Last year, theatre owners urged the government to waive property tax and water tax for the period they were closed. This year, theatres are once again in a similar situation because of a dearth of content. At times, there is zero attendance at single-screen cinemas because Hindi movie releases have been postponed due to closure of theatres in New Delhi and parts of Haryana.
Single-screen exhibitors note that the money they made in the past few months was spent on fixed electricity charges, making it difficult for them to keep cinemas up and running. Electricity charges are a state subject. Last year, a film industry delegation met finance minister Nirmala Sitharaman
to request a waiver of these charges.
Sharma of Miraj Cinemas expects a GST waiver on cinema equipment.
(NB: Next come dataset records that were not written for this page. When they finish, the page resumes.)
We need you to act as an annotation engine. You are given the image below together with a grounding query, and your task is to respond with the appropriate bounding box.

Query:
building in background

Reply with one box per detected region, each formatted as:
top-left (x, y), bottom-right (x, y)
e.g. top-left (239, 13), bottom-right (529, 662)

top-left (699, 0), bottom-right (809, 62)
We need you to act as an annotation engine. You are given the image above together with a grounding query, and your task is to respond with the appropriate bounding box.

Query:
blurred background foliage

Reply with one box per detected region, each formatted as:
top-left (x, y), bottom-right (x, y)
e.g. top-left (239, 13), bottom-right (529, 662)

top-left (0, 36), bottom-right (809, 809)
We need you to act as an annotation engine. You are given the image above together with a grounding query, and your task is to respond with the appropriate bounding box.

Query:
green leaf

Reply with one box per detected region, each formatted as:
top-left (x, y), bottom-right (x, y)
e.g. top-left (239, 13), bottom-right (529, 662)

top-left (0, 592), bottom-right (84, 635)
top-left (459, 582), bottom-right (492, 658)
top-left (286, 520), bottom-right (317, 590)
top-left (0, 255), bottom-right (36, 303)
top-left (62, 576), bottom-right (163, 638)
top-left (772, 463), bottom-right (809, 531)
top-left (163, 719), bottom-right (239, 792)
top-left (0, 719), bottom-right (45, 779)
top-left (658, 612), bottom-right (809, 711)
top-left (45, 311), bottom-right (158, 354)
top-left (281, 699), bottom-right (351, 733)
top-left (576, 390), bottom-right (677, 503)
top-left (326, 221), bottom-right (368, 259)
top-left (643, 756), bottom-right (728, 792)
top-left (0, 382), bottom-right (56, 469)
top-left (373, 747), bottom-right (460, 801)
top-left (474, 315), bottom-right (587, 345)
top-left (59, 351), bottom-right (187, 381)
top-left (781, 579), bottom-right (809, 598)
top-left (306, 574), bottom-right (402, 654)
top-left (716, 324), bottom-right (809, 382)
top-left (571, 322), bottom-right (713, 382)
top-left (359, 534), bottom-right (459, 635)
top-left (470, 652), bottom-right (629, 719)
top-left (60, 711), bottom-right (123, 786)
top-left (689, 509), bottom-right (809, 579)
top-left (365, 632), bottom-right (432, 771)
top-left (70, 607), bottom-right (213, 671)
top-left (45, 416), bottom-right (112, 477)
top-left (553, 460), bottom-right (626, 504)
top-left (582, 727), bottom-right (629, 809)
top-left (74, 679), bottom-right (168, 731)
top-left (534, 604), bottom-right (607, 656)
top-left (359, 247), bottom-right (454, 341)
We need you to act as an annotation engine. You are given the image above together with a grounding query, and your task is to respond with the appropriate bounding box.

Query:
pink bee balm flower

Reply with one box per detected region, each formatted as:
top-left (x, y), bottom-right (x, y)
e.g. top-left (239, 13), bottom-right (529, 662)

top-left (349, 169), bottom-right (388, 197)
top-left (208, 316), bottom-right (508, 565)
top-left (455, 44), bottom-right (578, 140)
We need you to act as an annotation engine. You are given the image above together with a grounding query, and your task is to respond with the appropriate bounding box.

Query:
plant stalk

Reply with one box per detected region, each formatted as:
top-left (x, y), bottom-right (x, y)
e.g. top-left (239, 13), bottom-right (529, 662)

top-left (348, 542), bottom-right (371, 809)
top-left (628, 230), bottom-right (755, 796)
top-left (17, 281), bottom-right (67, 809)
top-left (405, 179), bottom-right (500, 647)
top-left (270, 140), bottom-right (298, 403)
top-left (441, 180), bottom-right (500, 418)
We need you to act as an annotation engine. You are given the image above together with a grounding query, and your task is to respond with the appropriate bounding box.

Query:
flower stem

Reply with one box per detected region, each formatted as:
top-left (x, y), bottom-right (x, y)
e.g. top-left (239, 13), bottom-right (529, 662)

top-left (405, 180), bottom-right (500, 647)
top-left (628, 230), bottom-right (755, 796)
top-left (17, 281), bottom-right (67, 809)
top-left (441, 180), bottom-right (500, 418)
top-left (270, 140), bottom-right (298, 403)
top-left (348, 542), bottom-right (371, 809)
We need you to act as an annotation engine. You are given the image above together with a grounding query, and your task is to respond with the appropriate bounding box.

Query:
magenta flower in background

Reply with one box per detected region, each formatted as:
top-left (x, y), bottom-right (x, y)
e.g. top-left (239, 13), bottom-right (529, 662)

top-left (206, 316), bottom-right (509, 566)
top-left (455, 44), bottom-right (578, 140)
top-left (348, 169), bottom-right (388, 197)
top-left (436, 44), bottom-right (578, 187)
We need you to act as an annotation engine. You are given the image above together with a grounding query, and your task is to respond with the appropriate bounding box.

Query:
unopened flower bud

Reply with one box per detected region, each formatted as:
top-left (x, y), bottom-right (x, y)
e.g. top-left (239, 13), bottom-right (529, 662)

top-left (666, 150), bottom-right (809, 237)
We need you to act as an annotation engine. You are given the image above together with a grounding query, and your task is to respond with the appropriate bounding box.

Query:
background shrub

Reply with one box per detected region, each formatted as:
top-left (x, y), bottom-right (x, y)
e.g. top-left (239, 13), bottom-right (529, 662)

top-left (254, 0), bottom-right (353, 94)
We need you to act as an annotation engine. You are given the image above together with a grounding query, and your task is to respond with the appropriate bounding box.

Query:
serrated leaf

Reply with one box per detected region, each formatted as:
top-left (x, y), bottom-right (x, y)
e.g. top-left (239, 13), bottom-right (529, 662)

“A lot of the cinema equipment, sound systems and projectors fall in the 28 percent GST category and we pay a good amount of excise duty on importing these products. If we can have this equipment at a lower GST and no excise duty for a few years, then we can save some money in terms of growing the number of screens,” he said.
Theatres were closed for six to seven months in the first phase of the lockdown in 2020 and for four to five months in the second phase last year. Concerns over a possible third wave with the emergence of the Omicron variant have led states to allow most cinema halls to operate with restricted capacities and some to close. Maharashtra, which was the last to allow cinemas to reopen, saw the state’s cinema exhibition sector lose about Rs 4,800 crore after a series of lockdowns and restrictions since March 2020.
“Theatres have either been closed or are operating at partial capacity, as per applicable regulations,” said Anand Desai, managing partner at DSK Legal. “Unemployment in the industry is rampant. Incentives to revive the industry including inward investment and tax reliefs would help.”